Types Radiation Produced by Radioactive Decay
When an atom undergoes radioactive decay, it emits one or more forms of radiation with sufficient energy to ionize the atoms with which it interacts. Ionizing radiation can consist of high speed subatomic particles ejected from the nucleus or electromagnetic radiation (gamma-rays) emitted by either the nucleus or orbital electrons.
Alpha Particles
Certain radionuclides of high atomic mass (Ra226, U238, Pu239) decay by the emission of alpha particles. These alpha particles are tightly bound units of two neutrons and two protons each (He4 nucleus) and have a positive charge. Emission of an alpha particle from the nucleus results in a decrease of two units of atomic number (Z) and four units of mass number (A). Alpha particles are emitted with discrete energies characteristic of the particular transformation from which they originate. All alpha particles from a particular radionuclide transformation will have identical energies.
Beta Particles
A nucleus with an unstable ratio of neutrons to protons may decay through the emission of a high speed electron called a beta particle. This results in a net change of one unit of atomic number (Z). Beta particles have a negative charge and the beta particles emitted by a specific radionuclide will range in energy from near zero up to a maximum value, which is characteristic of the particular transformation.
Gamma-rays
A nucleus which is in an excited state may emit one or more photons (packets of electromagnetic radiation) of discrete energies. The emission of gamma rays does not alter the number of protons or neutrons in the nucleus but instead has the effect of moving the nucleus from a higher to a lower energy state (unstable to stable). Gamma ray emission frequently follows beta decay, alpha decay, and other nuclear decay processes.
Gamma-rays were first observed in 1900 by French chemist Paul Villard when he was investigating radiation from radium, according to NASA. A few years later, New Zealand-born chemist and physicist Ernest Rutherford proposed the name "gamma-rays," following the order of alpha-rays and beta-rays — names given to other particles observed from nuclear radiation — and the name stuck.
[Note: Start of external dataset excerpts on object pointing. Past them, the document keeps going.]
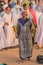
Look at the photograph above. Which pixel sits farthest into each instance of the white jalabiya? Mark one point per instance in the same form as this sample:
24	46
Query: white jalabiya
2	36
40	32
9	33
37	29
16	15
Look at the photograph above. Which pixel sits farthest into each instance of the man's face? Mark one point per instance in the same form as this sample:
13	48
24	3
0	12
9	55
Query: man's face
26	7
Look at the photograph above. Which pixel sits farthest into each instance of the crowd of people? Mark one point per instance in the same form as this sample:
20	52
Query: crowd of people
23	26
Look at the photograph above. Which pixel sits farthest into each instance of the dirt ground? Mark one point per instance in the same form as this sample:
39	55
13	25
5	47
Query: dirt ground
11	57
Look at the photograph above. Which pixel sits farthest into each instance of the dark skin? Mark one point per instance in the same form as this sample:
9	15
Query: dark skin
24	16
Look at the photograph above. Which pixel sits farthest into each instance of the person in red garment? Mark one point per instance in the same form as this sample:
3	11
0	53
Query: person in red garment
34	20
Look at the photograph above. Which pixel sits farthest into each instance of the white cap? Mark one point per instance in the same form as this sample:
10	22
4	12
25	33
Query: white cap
4	6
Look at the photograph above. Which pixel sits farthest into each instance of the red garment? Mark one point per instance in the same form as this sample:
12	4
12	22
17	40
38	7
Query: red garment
33	16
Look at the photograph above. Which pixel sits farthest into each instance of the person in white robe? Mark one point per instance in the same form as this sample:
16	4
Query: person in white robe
2	36
40	32
9	33
38	13
16	12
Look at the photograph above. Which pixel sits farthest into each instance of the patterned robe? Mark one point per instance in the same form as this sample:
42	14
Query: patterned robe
25	39
40	32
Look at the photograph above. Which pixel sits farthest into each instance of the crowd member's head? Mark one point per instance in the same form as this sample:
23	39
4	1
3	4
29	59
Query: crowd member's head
39	8
24	15
4	7
25	6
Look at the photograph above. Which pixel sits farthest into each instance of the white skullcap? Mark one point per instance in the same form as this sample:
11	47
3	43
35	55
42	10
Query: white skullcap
4	6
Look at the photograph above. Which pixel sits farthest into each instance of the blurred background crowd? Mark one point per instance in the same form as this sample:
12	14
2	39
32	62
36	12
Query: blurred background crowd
11	11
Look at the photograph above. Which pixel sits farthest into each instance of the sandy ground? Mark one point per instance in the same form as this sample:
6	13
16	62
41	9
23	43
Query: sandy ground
11	57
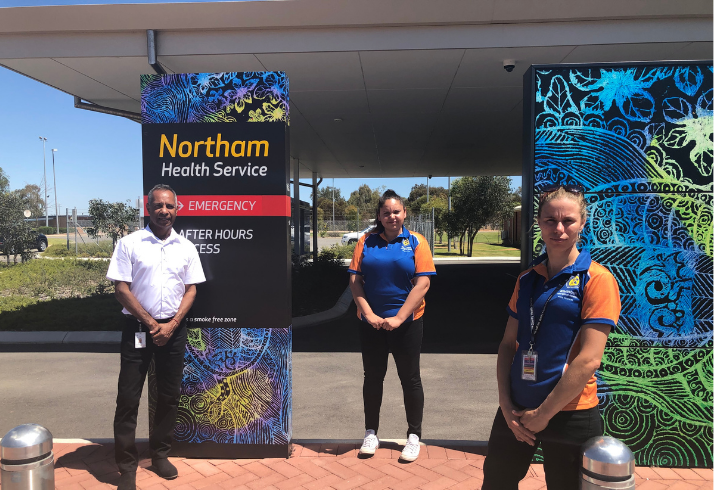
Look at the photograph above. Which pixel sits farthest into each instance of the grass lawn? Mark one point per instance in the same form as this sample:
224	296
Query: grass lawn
73	295
486	244
57	247
58	295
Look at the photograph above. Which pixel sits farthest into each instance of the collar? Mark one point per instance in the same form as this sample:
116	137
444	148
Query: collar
582	264
150	234
405	233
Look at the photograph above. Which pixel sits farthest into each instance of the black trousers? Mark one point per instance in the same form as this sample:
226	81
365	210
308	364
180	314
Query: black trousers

Gamma-ray sources and effects
Gamma-rays are produced primarily by four different nuclear reactions: fusion, fission, alpha decay and gamma decay. Nuclear fusion is the reaction that powers the sun and stars. It occurs in a multistep process in which four protons, or hydrogen nuclei, are forced under extreme temperature and pressure to fuse into a helium nucleus, which comprises two protons and two neutrons. The resulting helium nucleus is about 0.7 percent less massive than the four protons that went into the reaction. That mass difference is converted into energy according to Einstein's famous equation E = mc2, with about two-thirds of that energy emitted as gamma-rays. (The rest is in the form of neutrinos, which are extremely weakly interacting particles with nearly zero mass.) In the later stages of a star's lifetime, when it runs out of hydrogen fuel, it can form increasingly more massive elements through fusion up to and including iron, but these reactions produce a decreasing amount of energy at each stage.
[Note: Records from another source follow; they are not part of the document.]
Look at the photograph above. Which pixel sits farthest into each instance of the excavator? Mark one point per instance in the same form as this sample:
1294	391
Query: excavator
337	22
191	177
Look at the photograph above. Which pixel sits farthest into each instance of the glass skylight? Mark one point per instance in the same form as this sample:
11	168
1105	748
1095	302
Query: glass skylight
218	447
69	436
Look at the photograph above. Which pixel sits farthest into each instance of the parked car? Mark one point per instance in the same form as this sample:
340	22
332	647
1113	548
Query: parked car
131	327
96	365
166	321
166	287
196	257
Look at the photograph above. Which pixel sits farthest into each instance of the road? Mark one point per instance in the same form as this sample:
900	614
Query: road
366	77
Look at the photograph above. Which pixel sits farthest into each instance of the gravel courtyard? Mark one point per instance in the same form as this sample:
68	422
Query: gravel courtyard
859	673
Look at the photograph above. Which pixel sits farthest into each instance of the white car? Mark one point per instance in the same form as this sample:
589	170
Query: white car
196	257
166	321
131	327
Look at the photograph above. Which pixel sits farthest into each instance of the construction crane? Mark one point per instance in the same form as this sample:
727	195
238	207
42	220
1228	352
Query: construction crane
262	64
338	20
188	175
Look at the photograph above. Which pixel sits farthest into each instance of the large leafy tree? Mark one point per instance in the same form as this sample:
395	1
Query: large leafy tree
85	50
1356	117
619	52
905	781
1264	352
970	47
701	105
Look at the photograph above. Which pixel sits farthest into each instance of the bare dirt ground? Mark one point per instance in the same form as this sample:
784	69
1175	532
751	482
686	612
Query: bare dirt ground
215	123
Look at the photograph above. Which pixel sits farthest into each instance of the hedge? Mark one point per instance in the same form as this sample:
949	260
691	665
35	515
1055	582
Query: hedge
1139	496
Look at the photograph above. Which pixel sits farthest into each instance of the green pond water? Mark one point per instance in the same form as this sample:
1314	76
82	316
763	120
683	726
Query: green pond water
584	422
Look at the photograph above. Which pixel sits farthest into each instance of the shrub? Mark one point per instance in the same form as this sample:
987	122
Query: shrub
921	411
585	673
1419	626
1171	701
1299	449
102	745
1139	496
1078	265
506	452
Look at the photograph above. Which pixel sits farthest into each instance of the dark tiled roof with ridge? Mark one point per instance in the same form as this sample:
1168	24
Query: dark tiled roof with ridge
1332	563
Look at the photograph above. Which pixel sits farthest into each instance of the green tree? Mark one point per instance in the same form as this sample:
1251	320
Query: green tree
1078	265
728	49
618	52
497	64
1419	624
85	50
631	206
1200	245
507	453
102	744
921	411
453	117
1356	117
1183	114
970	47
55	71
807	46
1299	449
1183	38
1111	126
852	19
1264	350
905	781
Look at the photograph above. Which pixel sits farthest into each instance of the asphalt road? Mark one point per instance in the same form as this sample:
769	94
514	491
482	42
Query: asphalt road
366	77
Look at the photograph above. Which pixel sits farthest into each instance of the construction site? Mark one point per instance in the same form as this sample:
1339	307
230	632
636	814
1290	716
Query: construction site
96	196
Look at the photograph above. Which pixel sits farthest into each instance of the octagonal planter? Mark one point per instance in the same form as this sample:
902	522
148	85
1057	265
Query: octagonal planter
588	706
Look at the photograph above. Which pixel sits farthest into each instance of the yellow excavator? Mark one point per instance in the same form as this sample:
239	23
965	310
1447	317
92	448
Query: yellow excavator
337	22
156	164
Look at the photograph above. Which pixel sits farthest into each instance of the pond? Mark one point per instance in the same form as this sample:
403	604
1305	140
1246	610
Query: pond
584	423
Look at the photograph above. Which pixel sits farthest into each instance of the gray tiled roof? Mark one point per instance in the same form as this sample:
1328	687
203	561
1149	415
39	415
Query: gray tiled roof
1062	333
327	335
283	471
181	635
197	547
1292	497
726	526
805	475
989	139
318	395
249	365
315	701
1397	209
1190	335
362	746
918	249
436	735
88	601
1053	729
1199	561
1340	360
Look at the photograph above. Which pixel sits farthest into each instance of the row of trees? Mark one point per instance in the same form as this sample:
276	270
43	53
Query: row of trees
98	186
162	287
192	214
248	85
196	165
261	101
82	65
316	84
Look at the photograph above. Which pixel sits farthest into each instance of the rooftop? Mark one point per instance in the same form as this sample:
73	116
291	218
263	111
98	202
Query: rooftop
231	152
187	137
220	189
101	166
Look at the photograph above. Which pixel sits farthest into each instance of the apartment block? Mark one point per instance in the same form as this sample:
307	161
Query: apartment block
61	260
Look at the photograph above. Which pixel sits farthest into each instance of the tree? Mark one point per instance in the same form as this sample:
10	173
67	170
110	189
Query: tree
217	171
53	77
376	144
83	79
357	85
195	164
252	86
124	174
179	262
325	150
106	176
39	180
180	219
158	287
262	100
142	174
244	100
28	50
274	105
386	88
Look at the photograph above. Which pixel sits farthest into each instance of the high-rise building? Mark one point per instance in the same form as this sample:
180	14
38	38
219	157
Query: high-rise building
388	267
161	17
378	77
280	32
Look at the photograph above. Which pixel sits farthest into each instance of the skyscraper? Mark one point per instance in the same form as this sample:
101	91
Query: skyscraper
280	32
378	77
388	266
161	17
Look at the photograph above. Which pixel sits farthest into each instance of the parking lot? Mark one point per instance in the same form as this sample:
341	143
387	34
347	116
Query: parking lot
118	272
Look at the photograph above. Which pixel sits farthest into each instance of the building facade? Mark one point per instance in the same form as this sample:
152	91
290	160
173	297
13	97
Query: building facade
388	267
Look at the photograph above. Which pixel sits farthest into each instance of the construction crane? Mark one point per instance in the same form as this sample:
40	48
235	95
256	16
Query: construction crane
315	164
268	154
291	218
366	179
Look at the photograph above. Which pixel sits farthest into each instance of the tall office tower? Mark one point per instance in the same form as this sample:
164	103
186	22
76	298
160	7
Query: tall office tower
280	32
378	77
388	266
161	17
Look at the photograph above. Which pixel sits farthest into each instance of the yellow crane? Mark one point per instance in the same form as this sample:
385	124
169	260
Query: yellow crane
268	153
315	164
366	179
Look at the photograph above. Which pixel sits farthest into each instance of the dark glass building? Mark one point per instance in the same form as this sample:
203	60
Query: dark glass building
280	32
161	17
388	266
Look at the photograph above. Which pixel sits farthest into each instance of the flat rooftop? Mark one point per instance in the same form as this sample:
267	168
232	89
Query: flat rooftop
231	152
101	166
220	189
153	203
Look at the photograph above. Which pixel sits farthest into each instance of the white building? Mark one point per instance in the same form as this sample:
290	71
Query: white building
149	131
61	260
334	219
Another familiar source of gamma-rays is nuclear fission. Lawrence Berkeley National Laboratory defines nuclear fission as "the splitting of a heavy nucleus into two roughly equal parts (which are nuclei of lighter elements), accompanied by the release of a relatively large amount of energy in the form of kinetic energy of the two parts and in the form of emission of neutrons and gamma-rays." In this process, heavy nuclei, such as uranium and plutonium, are broken into smaller elements, such as xenon and strontium, in collisions with other particles. The resulting particles from these collisions can then impact other heavy nuclei, setting up a nuclear chain reaction. Energy is released because the combined mass of the resulting particles is less than the mass of the original heavy nucleus. That mass difference is converted to energy according to E = mc2 in the form of kinetic energy of the smaller nuclei, neutrinos and gamma-rays.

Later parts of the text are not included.